A recent drop in Treasury bill (T-bill) returns has sent ripples through Kenya’s financial markets.
Especially among Money Market Funds (MMFs), which are heavily invested in these government securities.
Data from the Central Bank of Kenya (CBK) shows that for the first time in months, all three T-bill tenures posted returns below 10% in June.
Therefore, signaling a shift in short-term interest rates and affecting investor earnings.

Money Market Funds: Kenya’s Preferred Investment Option
Money Market Funds have steadily gained popularity in Kenya, commanding over 64.4% of all collective investment schemes.
Their appeal lies in the promise of low-risk, stable returns, often tied to government debt instruments such as T-bills.
Unit Trust managers allocate a large portion of these pooled funds to short-term securities in pursuit of consistent yields.
According to the Capital Markets Authority (CMA), these funds manage assets worth over KSh 319.7 billion.
Also, reflecting strong public confidence and a growing appetite for secure, short-term investments.
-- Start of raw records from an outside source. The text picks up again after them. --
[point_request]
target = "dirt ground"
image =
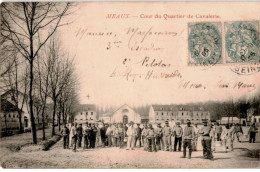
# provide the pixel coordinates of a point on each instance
(31, 156)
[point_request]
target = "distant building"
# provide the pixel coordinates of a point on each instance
(232, 120)
(123, 114)
(9, 118)
(86, 113)
(177, 113)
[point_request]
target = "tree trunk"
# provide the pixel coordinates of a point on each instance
(59, 121)
(34, 134)
(20, 121)
(53, 116)
(43, 125)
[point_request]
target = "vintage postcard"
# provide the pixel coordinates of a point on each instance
(130, 85)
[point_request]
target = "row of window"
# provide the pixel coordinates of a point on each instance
(177, 119)
(87, 113)
(181, 114)
(82, 119)
(14, 116)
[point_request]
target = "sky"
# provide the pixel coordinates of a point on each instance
(97, 57)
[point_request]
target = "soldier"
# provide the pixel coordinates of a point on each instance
(188, 137)
(74, 137)
(206, 140)
(252, 133)
(103, 135)
(144, 137)
(167, 132)
(109, 135)
(93, 135)
(159, 137)
(177, 132)
(115, 135)
(79, 135)
(98, 137)
(138, 135)
(151, 139)
(65, 133)
(196, 134)
(218, 131)
(212, 136)
(86, 134)
(121, 136)
(131, 133)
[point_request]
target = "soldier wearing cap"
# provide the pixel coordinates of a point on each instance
(151, 139)
(131, 133)
(158, 137)
(138, 135)
(206, 140)
(177, 132)
(188, 137)
(167, 132)
(144, 136)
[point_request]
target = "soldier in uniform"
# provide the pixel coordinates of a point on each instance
(151, 139)
(159, 137)
(121, 135)
(65, 133)
(80, 135)
(93, 135)
(177, 132)
(188, 138)
(167, 132)
(86, 134)
(74, 137)
(144, 137)
(206, 140)
(138, 135)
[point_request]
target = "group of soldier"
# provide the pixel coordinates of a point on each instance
(153, 139)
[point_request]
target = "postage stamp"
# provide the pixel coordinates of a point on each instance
(205, 43)
(242, 42)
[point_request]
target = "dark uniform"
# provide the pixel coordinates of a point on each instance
(80, 135)
(206, 141)
(65, 133)
(86, 134)
(93, 134)
(138, 135)
(151, 139)
(159, 137)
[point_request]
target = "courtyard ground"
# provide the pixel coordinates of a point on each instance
(31, 156)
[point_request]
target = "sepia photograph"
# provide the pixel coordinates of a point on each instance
(130, 85)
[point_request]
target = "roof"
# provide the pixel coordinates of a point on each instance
(86, 107)
(177, 108)
(7, 106)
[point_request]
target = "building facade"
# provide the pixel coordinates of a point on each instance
(123, 114)
(174, 113)
(86, 114)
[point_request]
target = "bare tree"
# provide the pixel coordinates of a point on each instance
(16, 84)
(29, 25)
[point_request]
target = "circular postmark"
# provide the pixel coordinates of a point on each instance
(205, 44)
(242, 42)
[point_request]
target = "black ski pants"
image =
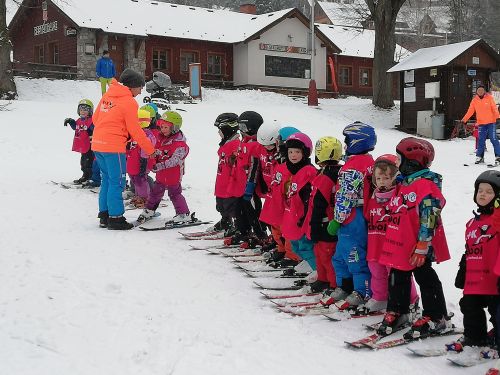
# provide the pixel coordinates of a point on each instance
(475, 326)
(86, 161)
(433, 302)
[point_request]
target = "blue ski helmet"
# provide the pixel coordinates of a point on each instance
(359, 138)
(287, 131)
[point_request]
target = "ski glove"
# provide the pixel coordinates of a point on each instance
(143, 166)
(333, 227)
(419, 255)
(70, 121)
(249, 189)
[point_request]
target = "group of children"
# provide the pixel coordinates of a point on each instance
(368, 228)
(167, 162)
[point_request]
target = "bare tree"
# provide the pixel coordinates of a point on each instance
(384, 14)
(7, 85)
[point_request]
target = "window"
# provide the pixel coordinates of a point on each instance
(345, 76)
(39, 55)
(215, 64)
(188, 58)
(161, 59)
(277, 66)
(365, 77)
(53, 53)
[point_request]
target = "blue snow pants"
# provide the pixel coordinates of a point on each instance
(487, 131)
(113, 172)
(304, 248)
(349, 260)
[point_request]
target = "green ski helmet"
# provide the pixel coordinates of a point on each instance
(174, 118)
(85, 104)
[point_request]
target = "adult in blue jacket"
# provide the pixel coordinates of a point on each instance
(105, 71)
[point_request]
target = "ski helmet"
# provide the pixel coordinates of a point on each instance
(227, 123)
(250, 122)
(268, 133)
(302, 141)
(144, 118)
(174, 118)
(418, 150)
(359, 138)
(287, 131)
(327, 148)
(491, 177)
(85, 104)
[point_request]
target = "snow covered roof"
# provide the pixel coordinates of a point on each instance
(357, 42)
(344, 13)
(433, 56)
(145, 17)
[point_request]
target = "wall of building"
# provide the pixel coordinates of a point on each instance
(290, 32)
(24, 39)
(202, 48)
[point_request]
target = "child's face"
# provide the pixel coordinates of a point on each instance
(295, 155)
(165, 129)
(84, 112)
(383, 179)
(485, 194)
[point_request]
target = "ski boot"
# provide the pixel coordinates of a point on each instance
(425, 327)
(103, 219)
(392, 322)
(119, 223)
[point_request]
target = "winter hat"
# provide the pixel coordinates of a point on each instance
(132, 79)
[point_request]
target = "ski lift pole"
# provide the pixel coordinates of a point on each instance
(312, 98)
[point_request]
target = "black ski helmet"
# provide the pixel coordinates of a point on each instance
(227, 123)
(250, 122)
(491, 177)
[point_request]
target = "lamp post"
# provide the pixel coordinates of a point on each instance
(312, 97)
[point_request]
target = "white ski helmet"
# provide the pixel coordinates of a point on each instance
(268, 133)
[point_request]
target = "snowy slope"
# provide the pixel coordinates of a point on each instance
(81, 300)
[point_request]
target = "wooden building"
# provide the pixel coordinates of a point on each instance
(442, 80)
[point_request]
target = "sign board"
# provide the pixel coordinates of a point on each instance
(279, 48)
(195, 80)
(45, 28)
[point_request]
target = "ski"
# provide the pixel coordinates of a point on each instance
(279, 284)
(402, 341)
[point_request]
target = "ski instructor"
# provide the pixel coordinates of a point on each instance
(487, 115)
(115, 120)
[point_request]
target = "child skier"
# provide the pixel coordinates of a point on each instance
(274, 203)
(226, 205)
(297, 188)
(169, 169)
(414, 238)
(385, 171)
(137, 162)
(328, 152)
(83, 128)
(479, 266)
(354, 184)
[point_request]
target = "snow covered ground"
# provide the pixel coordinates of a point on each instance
(76, 299)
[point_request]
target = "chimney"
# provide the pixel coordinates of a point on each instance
(248, 6)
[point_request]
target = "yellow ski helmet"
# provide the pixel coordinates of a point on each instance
(86, 104)
(174, 118)
(328, 148)
(144, 118)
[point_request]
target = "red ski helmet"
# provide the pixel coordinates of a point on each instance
(416, 149)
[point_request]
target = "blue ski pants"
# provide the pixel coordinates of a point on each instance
(113, 172)
(349, 260)
(487, 131)
(304, 248)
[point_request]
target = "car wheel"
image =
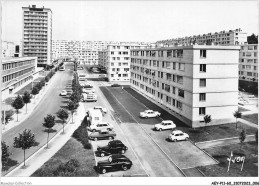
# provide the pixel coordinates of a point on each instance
(103, 171)
(124, 167)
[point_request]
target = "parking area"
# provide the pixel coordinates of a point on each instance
(184, 153)
(137, 168)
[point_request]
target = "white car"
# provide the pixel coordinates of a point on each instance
(63, 93)
(178, 135)
(149, 114)
(104, 110)
(165, 125)
(87, 91)
(101, 126)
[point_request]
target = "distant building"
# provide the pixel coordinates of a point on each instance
(189, 81)
(37, 34)
(17, 72)
(231, 37)
(116, 60)
(248, 62)
(8, 49)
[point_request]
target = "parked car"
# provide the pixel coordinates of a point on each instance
(178, 135)
(165, 125)
(63, 93)
(103, 134)
(113, 147)
(101, 126)
(149, 114)
(102, 109)
(114, 162)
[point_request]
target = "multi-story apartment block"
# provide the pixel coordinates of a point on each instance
(116, 60)
(191, 81)
(248, 62)
(16, 73)
(8, 49)
(37, 33)
(231, 37)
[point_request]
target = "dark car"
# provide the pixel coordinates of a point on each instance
(113, 163)
(102, 134)
(113, 147)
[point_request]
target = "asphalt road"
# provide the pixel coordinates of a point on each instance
(50, 104)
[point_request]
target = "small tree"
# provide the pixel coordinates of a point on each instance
(207, 119)
(25, 141)
(49, 122)
(5, 153)
(63, 115)
(242, 137)
(34, 92)
(71, 107)
(26, 99)
(237, 114)
(18, 104)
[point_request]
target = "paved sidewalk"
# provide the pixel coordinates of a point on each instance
(30, 108)
(35, 161)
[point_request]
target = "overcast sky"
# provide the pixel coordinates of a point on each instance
(134, 20)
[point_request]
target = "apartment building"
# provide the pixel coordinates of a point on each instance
(231, 37)
(190, 81)
(17, 72)
(8, 49)
(37, 34)
(248, 62)
(116, 60)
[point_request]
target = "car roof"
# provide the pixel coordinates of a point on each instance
(166, 121)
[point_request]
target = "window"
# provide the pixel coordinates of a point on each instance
(181, 66)
(180, 79)
(179, 105)
(202, 67)
(181, 93)
(202, 53)
(202, 96)
(202, 82)
(202, 111)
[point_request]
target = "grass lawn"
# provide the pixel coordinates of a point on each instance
(241, 109)
(222, 153)
(251, 117)
(72, 150)
(28, 87)
(197, 134)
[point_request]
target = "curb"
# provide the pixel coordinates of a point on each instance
(40, 149)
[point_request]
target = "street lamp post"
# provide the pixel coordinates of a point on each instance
(5, 104)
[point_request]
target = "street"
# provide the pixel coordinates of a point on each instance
(50, 104)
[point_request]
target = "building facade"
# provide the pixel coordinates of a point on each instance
(37, 34)
(8, 49)
(189, 81)
(17, 72)
(116, 60)
(248, 62)
(231, 37)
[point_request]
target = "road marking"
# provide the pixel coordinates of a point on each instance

Treasury Bill Auction Results: June 6, 2025
CBK’s T-bill auction held on June 6, 2025, saw a total of KSh 57.4 billion raised—well above the targeted KSh 24 billion.
However, despite the oversubscription, the yields offered fell below the symbolic 10% threshold across all maturities:
T-Bill Tenure | Return (%) |
---|---|
91-day | 8.2816% |
182-day | 8.5433% |
364-day | 9.9985% |
This marked a drop from previous rates of 8.2927%, 8.5642%, and 10%, respectively, recorded in the last auction cycle.
Expert Insight: What It Means for MMFs
Financial advisor Alfred Methu highlighted that MMFs are directly affected by movements in T-bill yields due to their investment structure.
“The bulk of MMF portfolios consist of T-bills. So when rates fall, the earnings distributed to MMF investors are also adjusted downwards,” he explained.
He further added that increased financial literacy among Kenyans and volatile market conditions have made MMFs an attractive option.
Especially for conservative investors looking for liquidity and safety.
Funds Posting Sub-10% Daily Returns
With T-bill returns slipping, MMFs have begun reporting reduced yields. Based on data published on June 9, 2025, the following MMFs are now offering daily returns below 10%:
Money Market Fund | Daily Return (%) |
---|---|
ICEA Money Market Fund | 9.46 |
African Alliance Money Market Fund | 7.6 |
African Alliance Enhanced MMF | 8.17 |
CIC Money Market Fund | 9.49 |
CIC Wealth Money Market Fund | 7.5 |
CPF Money Market Fund | 8.53 |
Mali Money Market Fund | 9.62 |
Genghis Money Market Fund | 9.88 |
Equity Money Market Fund | 5.3 |
Ziidi Money Market Fund (by Safaricom) | 7.13 |
Co-operative Bank Money Market Fund | 9.49 |
Top Performers Still Holding Strong
Despite the general drop, a few MMFs are maintaining relatively high returns—close to the 10% mark.
Notably, CIC Money Market Fund and Sanlam MMF remain among the top performers in terms of size and returns.
Meanwhile, Safaricom’s Ziidi MMF, launched in December 2024, has rapidly grown to manage over KSh 7.4 billion in assets, capturing a 2.3% market share in less than a year.
What Should Investors Do?
While the current rate dip may cause concern, experts recommend maintaining a long-term view:
Avoid panic withdrawals – MMFs still offer relatively stable returns compared to riskier investments.
Compare fund managers – Shop around for the best-performing funds with low management fees.
Diversify wisely – Consider complementary instruments such as infrastructure bonds or fixed savings accounts.
Conclusion
The decline in Treasury bill returns below 10% has impacted the earnings potential of Kenya’s leading Money Market Funds.
As yields compress, fund managers and investors alike are reassessing strategies to remain competitive and deliver value.
Despite the setback, MMFs remain a cornerstone of Kenya’s investment landscape, offering low-risk avenues for savings and short-term income.